Not quite a direct reply to your question, but most people suggest the x2 3800 over the 4200 because it's a great clocker and can reach 4200 speeds with ease.

Sorry should have said, I wontt be doing any OC, dont know enough and like to hold on to the little hair I have.:D
 
Don't worry about overclocking and get yourself a Opteron 165 like mine.

If you get the right stepping, 712, they are amazing clockers. Mine is running at stock voltage so no danger to the chip on a DFI-SLI DR mobo at 2.9Ghz. That's a 60% overclock.
 
175 performance would be identical to X2 4400+ and should work fine in A8N-SLI Deluxe (check Asus support site for bios updates and CPU support tho it should at least boot even with old BIOS).
 
another vote here for the cheapest dual core s939 cpu you can find. will last you for quite a while and is good value for money.
3800 is not bad at all and cool running. but if you have the money then get the 4200 but its all down to how much your willing to part with.
 
I have both a 175 and an x2 4200 in identical rigs. They perform roughly the same with the 4200 being slightly slower on the few areas its slower, but its literally a couple of seconds.

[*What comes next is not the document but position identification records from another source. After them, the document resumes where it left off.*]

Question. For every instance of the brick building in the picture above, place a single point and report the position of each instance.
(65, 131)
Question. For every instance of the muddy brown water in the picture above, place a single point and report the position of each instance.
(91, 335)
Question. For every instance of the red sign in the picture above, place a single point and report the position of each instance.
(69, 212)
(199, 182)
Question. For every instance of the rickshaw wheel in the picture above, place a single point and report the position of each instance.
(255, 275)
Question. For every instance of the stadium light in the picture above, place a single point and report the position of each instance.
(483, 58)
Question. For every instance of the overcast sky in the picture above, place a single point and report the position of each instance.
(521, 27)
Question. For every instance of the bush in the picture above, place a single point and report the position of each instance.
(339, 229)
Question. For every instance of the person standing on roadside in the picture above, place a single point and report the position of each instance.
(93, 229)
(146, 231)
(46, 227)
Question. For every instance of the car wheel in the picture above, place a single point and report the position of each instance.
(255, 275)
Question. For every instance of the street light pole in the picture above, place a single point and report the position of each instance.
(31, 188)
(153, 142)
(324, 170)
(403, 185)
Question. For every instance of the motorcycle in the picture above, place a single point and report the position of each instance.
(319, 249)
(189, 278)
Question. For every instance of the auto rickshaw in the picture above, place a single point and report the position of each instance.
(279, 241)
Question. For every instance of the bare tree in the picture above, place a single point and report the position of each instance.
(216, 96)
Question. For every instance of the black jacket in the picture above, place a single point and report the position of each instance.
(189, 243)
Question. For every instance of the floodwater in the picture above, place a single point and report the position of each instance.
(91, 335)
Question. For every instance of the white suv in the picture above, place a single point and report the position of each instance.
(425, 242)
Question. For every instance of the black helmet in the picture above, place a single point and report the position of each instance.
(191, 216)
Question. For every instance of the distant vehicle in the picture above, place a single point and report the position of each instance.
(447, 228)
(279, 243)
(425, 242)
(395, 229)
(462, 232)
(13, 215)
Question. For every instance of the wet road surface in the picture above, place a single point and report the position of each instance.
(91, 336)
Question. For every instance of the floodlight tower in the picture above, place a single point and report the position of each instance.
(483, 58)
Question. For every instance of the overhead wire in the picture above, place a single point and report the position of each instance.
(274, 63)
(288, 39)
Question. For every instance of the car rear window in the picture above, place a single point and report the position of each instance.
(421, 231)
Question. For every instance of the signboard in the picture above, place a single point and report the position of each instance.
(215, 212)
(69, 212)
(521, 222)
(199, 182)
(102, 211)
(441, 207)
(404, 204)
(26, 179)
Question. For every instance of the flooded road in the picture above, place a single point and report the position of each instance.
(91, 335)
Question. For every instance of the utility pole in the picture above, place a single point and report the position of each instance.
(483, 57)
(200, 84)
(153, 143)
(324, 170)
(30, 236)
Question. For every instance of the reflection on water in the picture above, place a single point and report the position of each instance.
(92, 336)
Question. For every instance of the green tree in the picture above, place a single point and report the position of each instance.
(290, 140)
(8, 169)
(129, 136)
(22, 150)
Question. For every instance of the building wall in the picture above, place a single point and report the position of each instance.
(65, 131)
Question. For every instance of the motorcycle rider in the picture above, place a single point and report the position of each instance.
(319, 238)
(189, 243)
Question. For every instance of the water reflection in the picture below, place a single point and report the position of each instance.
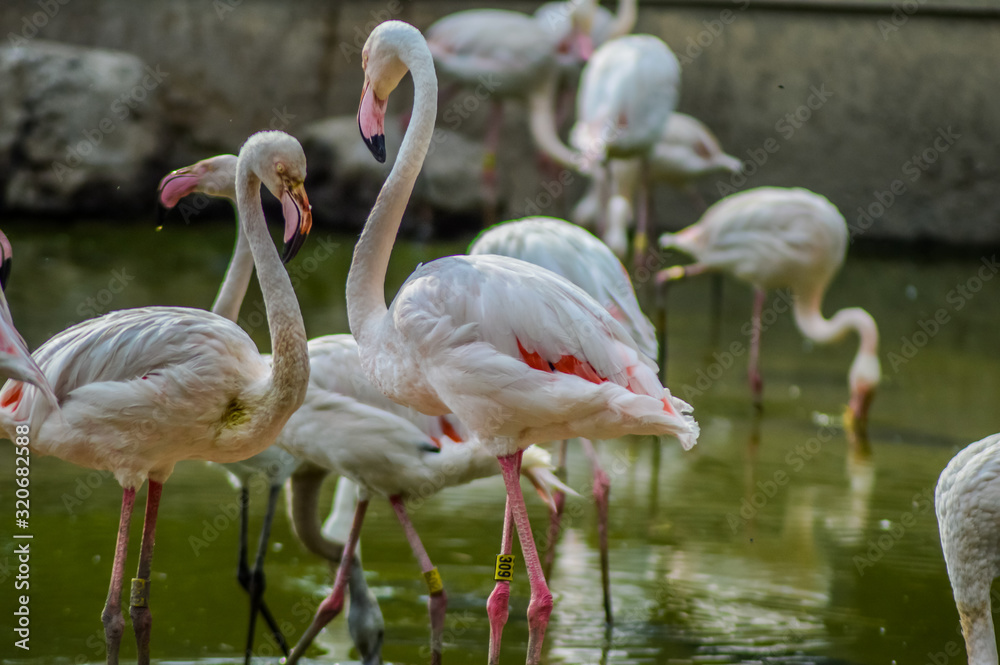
(772, 541)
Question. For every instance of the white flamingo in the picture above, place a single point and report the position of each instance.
(518, 354)
(574, 253)
(143, 389)
(504, 54)
(385, 448)
(628, 91)
(967, 501)
(686, 151)
(774, 238)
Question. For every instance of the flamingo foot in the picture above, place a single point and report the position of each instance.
(497, 610)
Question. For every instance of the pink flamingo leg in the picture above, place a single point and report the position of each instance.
(438, 600)
(601, 487)
(334, 603)
(492, 142)
(142, 619)
(496, 606)
(555, 517)
(756, 382)
(540, 607)
(114, 622)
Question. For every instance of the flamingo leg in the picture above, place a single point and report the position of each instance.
(540, 607)
(243, 576)
(438, 600)
(142, 619)
(559, 499)
(114, 622)
(601, 487)
(496, 606)
(641, 242)
(334, 603)
(491, 193)
(756, 381)
(256, 582)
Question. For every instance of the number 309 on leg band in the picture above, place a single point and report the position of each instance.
(504, 571)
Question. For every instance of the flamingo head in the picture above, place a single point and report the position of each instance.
(382, 60)
(215, 176)
(864, 377)
(278, 160)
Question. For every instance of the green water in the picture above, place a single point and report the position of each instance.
(766, 543)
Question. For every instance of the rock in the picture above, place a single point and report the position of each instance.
(78, 128)
(344, 178)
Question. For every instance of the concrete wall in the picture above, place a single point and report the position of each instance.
(896, 122)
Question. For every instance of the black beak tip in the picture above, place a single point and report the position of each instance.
(5, 273)
(376, 144)
(292, 247)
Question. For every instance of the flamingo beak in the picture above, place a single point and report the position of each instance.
(176, 185)
(16, 362)
(371, 121)
(298, 219)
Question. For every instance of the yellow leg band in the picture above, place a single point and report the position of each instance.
(433, 579)
(504, 571)
(139, 594)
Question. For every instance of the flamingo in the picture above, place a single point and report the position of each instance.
(967, 500)
(216, 177)
(16, 362)
(686, 151)
(628, 91)
(518, 354)
(389, 450)
(505, 54)
(194, 377)
(575, 254)
(384, 447)
(774, 237)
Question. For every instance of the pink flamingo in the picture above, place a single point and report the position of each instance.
(518, 354)
(385, 448)
(773, 237)
(967, 500)
(574, 253)
(628, 91)
(143, 389)
(686, 151)
(16, 362)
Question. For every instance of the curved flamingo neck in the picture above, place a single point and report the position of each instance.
(810, 320)
(366, 279)
(542, 124)
(625, 17)
(290, 366)
(234, 285)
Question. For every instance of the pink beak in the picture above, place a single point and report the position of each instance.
(177, 185)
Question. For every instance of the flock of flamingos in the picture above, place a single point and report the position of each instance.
(536, 335)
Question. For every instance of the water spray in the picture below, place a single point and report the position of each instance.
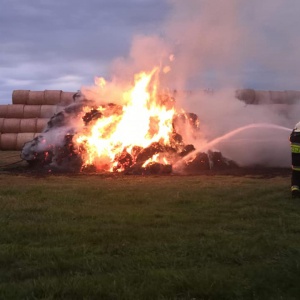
(212, 143)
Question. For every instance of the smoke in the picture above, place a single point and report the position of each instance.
(220, 46)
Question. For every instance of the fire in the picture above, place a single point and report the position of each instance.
(124, 131)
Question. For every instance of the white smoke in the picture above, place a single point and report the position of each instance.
(223, 46)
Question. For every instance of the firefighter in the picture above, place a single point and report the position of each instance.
(295, 149)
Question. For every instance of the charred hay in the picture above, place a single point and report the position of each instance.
(42, 152)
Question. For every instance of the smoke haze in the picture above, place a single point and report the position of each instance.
(216, 44)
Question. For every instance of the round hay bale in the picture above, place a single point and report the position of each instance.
(41, 125)
(66, 98)
(36, 98)
(20, 96)
(28, 125)
(8, 141)
(48, 111)
(15, 111)
(3, 111)
(52, 97)
(11, 125)
(23, 138)
(32, 111)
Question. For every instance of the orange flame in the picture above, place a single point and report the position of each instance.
(142, 121)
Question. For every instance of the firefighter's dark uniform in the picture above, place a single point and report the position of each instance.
(295, 149)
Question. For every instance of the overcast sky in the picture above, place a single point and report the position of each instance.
(63, 44)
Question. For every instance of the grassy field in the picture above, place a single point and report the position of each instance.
(155, 237)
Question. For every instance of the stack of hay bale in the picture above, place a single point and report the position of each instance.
(28, 115)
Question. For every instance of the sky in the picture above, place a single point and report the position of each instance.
(64, 44)
(221, 45)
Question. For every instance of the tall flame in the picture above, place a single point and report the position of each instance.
(143, 120)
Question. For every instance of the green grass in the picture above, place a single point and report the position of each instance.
(156, 237)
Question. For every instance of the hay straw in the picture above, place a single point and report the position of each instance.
(52, 97)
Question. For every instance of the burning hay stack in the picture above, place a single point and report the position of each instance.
(143, 133)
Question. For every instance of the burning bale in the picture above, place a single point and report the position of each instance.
(145, 135)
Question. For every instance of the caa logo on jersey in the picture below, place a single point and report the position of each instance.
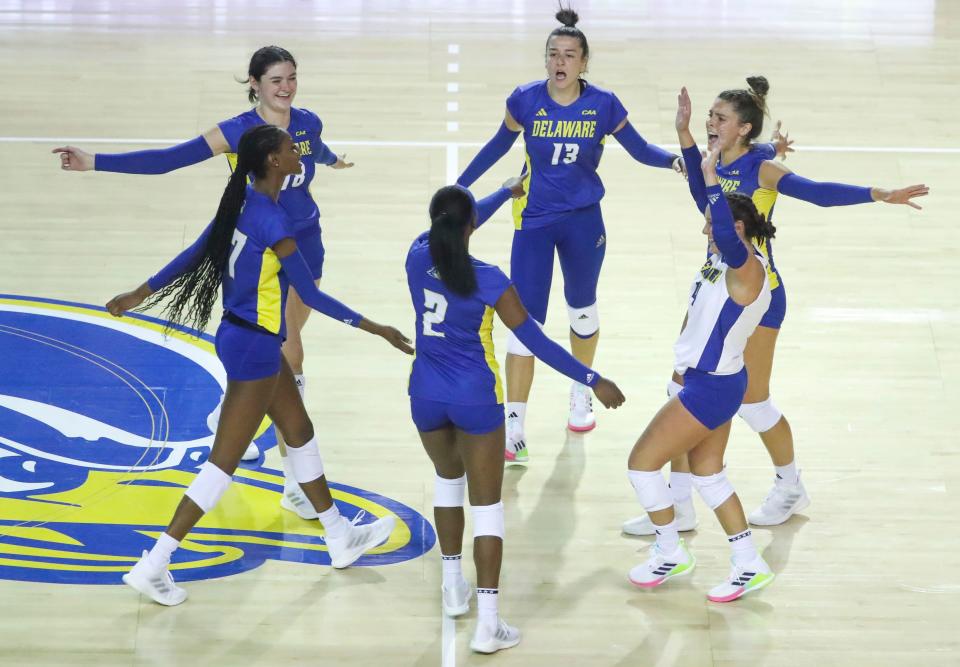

Games are the same in my experience.

The main difference is the 4200+ is the 89w version while the opteron is 110w iirc and the 4200+ idles about 8 degrees cooler than the opteron and about 5C on load.

Personally I would get a 3800+ and clock though like everyone else has said.
 
I have both a 175 and an x2 4200 in identical rigs. They perform roughly the same with the 4200 being slightly slower on the few areas its slower, but its literally a couple of seconds. Games are the same in my experience.

The main difference is the 4200+ is the 89w version while the opteron is 110w iirc and the 4200+ idles about 8 degrees cooler than the opteron and about 5C on load.

Personally I would get a 3800+ and clock though like everyone else has said.

So the extra cache has no difference?
Is it only a few seconds across the board - will be doing some video editing.
 
not really noticeable anyways. Something that takes 1min on 175 takes 1 min and a couple of seconds on 4200+ in premiere (other programs may be different). And to be honest the rest of the junk on the system can have more of an effect than the cache in rendering videos etc. Obviously the more programs running the bigger the difference as its when mutlitasking the cache plays more of a role, but if its just one or two programs open the difference is as I say very little.

I use mine mainly for 3d modelling in 3ds max and they render at exactly the same speed.
 
So the extra cache has no difference?

The extra cache will help in things like video editing. The extra 512kb per core is meant to equal around a 200mhz increase in "real world" performance.

However the extra cache also increases heat output and limits overclocking.

Jon
 
How do you work that out when the majority of Optys clock to 2.8-3GHz??
Don't get me wrong, they're still great chips and overclock amazingly.

But the extra cache does mean the CPU produces more heat, which reduces overclocking headroom compared to a 512kb L2 cache per core processor.